X_train, X_test, y_train, y_test = train_test_split(X, y,random_state=42)

In [29]:
# fit the stacked regressors
stack_reg.fit(X_train, y_train)

In [30]:
stack_reg.score(X_test, y_test)

0.5267013426135393

**Question:** what does R^2 score mean? What value indicates the model is performing well? 

In [None]:
# your answer here: 

measures the proportion of the variance in the dependent variable that is predictable from the independent variables. 0.526 is a fair score, but there's a room for further improvement

## Multi-layer stacking

In [None]:
from sklearn.ensemble import RandomForestRegressor

final_layer_rfr = RandomForestRegressor(n_estimators=10, max_features=1, max_leaf_nodes=5,random_state=42)
final_layer_gbr = GradientBoostingRegressor(n_estimators=10, max_features=1, max_leaf_nodes=5,random_state=42)
final_layer = StackingRegressor(estimators=[('rf', final_layer_rfr),('gbrt', final_layer_gbr)],
                                final_estimator=RidgeCV())
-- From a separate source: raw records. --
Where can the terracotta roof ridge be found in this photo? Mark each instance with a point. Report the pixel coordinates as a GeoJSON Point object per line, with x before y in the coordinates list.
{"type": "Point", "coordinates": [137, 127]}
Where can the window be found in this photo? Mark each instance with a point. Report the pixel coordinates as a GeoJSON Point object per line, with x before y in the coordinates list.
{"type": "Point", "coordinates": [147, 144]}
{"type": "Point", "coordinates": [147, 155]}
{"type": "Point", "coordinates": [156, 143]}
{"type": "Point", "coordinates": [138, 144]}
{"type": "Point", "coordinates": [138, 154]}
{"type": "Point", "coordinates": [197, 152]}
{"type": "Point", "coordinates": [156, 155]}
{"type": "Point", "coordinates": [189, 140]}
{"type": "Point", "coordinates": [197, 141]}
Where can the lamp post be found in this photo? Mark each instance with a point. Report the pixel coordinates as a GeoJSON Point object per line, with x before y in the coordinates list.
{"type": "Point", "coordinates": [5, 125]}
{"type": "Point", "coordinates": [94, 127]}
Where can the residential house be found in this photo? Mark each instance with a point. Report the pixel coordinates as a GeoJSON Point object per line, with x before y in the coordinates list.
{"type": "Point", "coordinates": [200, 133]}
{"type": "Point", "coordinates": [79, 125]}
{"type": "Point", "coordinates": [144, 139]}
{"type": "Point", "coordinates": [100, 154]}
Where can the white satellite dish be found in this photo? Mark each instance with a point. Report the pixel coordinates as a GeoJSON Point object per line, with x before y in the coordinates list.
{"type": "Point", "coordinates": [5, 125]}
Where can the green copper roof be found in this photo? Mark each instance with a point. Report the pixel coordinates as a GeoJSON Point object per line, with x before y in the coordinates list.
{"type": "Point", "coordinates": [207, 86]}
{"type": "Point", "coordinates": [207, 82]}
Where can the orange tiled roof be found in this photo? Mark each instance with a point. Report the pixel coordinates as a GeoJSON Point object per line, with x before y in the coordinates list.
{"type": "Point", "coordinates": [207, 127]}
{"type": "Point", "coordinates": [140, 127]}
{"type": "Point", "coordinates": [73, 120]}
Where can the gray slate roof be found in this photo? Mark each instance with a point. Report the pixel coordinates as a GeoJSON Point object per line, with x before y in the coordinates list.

multi_layer_regressor = StackingRegressor(estimators=[('ridge', RidgeCV()),
                                                      ('lasso', LassoCV(random_state=42)),
                                                      ('knr', KNeighborsRegressor(n_neighbors=20,metric='euclidean'))],
                                          final_estimator=final_layer)

multi_layer_regressor.fit(X_train, y_train)

The three estimators in the base layer make independent predictions.
These predictions are fed into the intermediate layer's stacking regressor (which includes both random forest and gradient boosting), where they are integrated into a new set of predictions.
Finally, this prediction is used for the final prediction at the top layer.